Thus Spoke Sarah Bernhardt
(Also Sprach Zarathustra)
MODERNS: Do you hear a sound?
PRIMITIVES: Dum Dum, Dum Dum,
Dum Dum, Dum Dum,
Dum Dum, Dum Dum,
Dum!
MODERNS: Voices all around!
PRIMITIVES: Dum Dum, Dum Dum,
Dum Dum, Dum Dum,
Dum Dum, Dum Dum,
Dum!
MODERNS: Rise above the crowd!
Straighten up,
And use your mind,
PRIMITIVES: Dum Dum Dum Dum Dum!
MODERNS: You will find,
This is
PRIMITIVES: Dum!
The Winds Of Change
(Do You Hear The People Sing)
Do you hear the distant drum, sounding the rise of early man?
Why don't you join us now and witness how our history began?
Ev'ry scholar here today descended from people such as these,
See how the winds of change began as a gentle breeze.
We will take you on a journey through the merry days of yore,
So prepare yourselves for revelry, there's lots of laughs in store,
If we're any good you'll be rolling about on the floor.

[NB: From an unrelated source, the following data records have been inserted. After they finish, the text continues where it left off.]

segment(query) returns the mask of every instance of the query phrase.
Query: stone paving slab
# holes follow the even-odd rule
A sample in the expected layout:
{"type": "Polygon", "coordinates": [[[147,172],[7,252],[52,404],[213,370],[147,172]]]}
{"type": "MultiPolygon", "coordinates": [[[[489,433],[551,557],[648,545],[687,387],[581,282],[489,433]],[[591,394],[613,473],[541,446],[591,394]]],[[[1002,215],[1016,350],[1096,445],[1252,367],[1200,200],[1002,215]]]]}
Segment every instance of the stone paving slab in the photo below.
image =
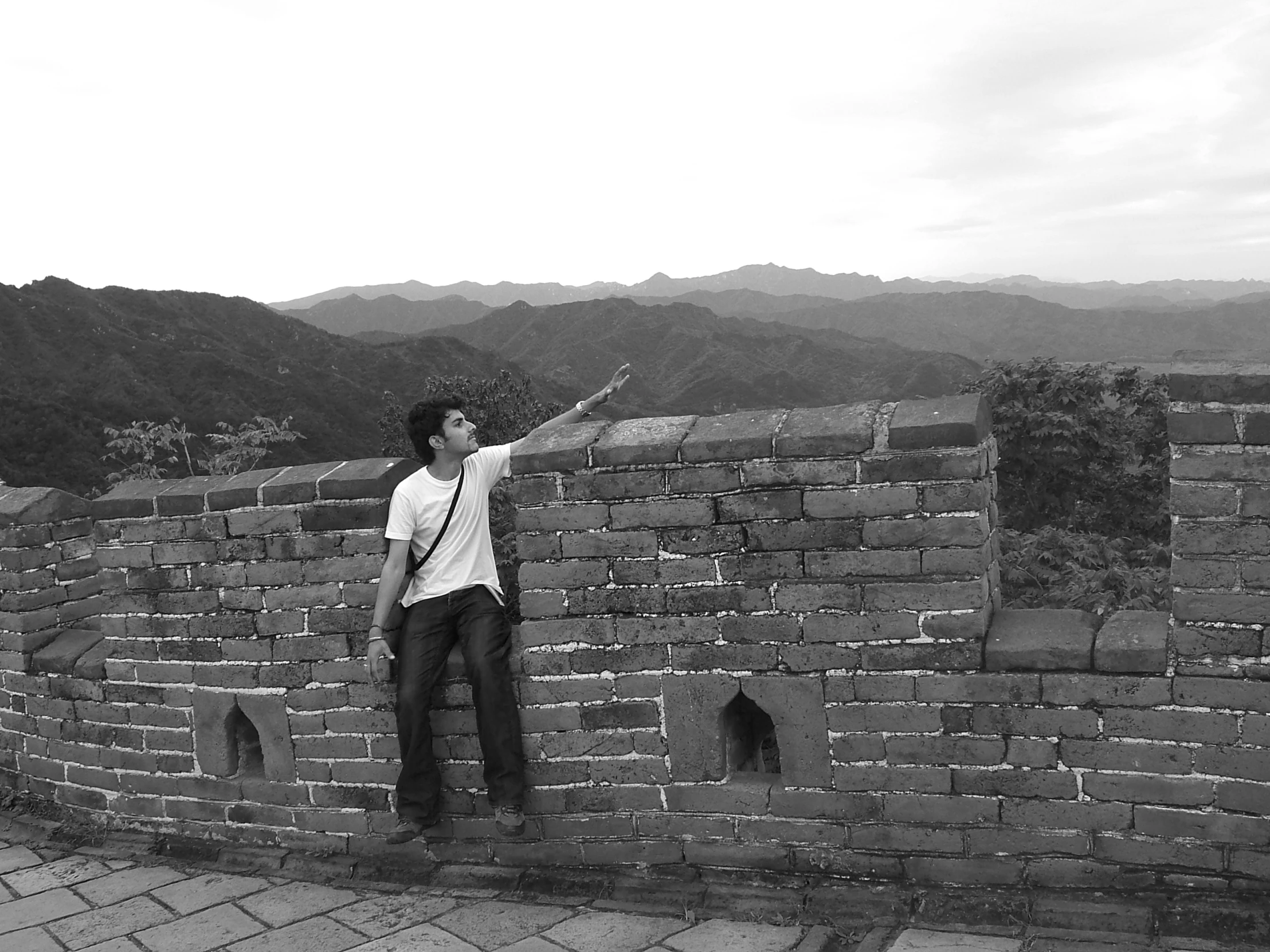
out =
{"type": "Polygon", "coordinates": [[[364,938],[334,919],[320,915],[235,942],[229,952],[344,952],[363,944],[364,938]]]}
{"type": "Polygon", "coordinates": [[[569,915],[568,910],[551,906],[490,900],[446,913],[436,924],[484,952],[494,952],[526,935],[542,932],[569,915]]]}
{"type": "Polygon", "coordinates": [[[765,925],[711,919],[671,935],[662,944],[674,952],[789,952],[803,937],[796,925],[765,925]]]}
{"type": "Polygon", "coordinates": [[[184,878],[184,873],[169,866],[133,866],[131,869],[81,882],[74,890],[93,905],[105,906],[184,878]]]}
{"type": "Polygon", "coordinates": [[[0,881],[19,896],[33,896],[37,892],[58,889],[60,886],[74,886],[76,882],[95,880],[110,872],[110,867],[97,859],[84,856],[69,856],[43,866],[33,866],[27,869],[0,876],[0,881]]]}
{"type": "Polygon", "coordinates": [[[110,906],[50,923],[47,929],[69,948],[80,949],[140,929],[170,922],[171,913],[149,896],[133,896],[110,906]]]}
{"type": "Polygon", "coordinates": [[[170,886],[160,886],[150,892],[164,905],[171,906],[175,911],[185,915],[199,909],[215,906],[217,902],[226,902],[240,899],[251,892],[259,892],[269,887],[269,881],[253,876],[234,876],[230,873],[207,873],[184,882],[174,882],[170,886]]]}
{"type": "MultiPolygon", "coordinates": [[[[29,925],[42,925],[75,913],[89,910],[89,904],[66,889],[48,890],[25,899],[0,905],[0,935],[29,925]]],[[[4,942],[4,939],[0,939],[4,942]]],[[[5,942],[5,944],[8,944],[5,942]]]]}
{"type": "Polygon", "coordinates": [[[208,952],[263,930],[241,909],[226,904],[145,929],[137,933],[137,939],[150,952],[208,952]]]}
{"type": "Polygon", "coordinates": [[[436,925],[414,925],[405,932],[385,935],[357,946],[349,952],[481,952],[476,946],[455,938],[436,925]]]}
{"type": "Polygon", "coordinates": [[[624,913],[582,913],[542,933],[572,952],[641,952],[688,928],[683,919],[624,913]]]}
{"type": "Polygon", "coordinates": [[[257,892],[240,900],[237,906],[268,925],[287,925],[356,901],[357,894],[351,890],[300,881],[257,892]]]}
{"type": "Polygon", "coordinates": [[[1022,939],[966,932],[904,929],[889,952],[1019,952],[1022,939]]]}
{"type": "MultiPolygon", "coordinates": [[[[4,937],[5,949],[22,949],[22,952],[62,952],[62,947],[50,938],[48,933],[41,928],[11,932],[4,937]]],[[[133,946],[128,952],[136,952],[133,946]]]]}
{"type": "Polygon", "coordinates": [[[0,875],[22,869],[28,866],[39,866],[43,859],[27,847],[6,847],[0,849],[0,875]]]}
{"type": "Polygon", "coordinates": [[[343,909],[337,909],[330,918],[357,929],[366,935],[378,938],[399,932],[410,925],[436,919],[448,913],[458,901],[448,896],[395,895],[375,896],[343,909]]]}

Join the steady march of years, follow the path of history,
Start at the primal dawn and travel on to ages yet to be,
With the wisdom of the past filling up our curriculums,
There will be many things to learn when tomorrow comes.
The survival of the fittest will allow us to progress,
And intelligence will triumph over muscular prowess,
If that were not true we would all be in H-K-L-S.
(Dum-dum-dum-dum!)
Join the steady march of years, follow the path of history,
Ev-ery lowly undergrad and ev'ry lofty P.h.D.,
And to think it all begins with the opposing of our thumbs,
There will be many things to learn when tomorrow comes.
(Dum-de-dum!)
Progress
(Dear World)
What is the point of this progress?
Who are you trying to impress?
I'm prehistoric; my world is made of stone.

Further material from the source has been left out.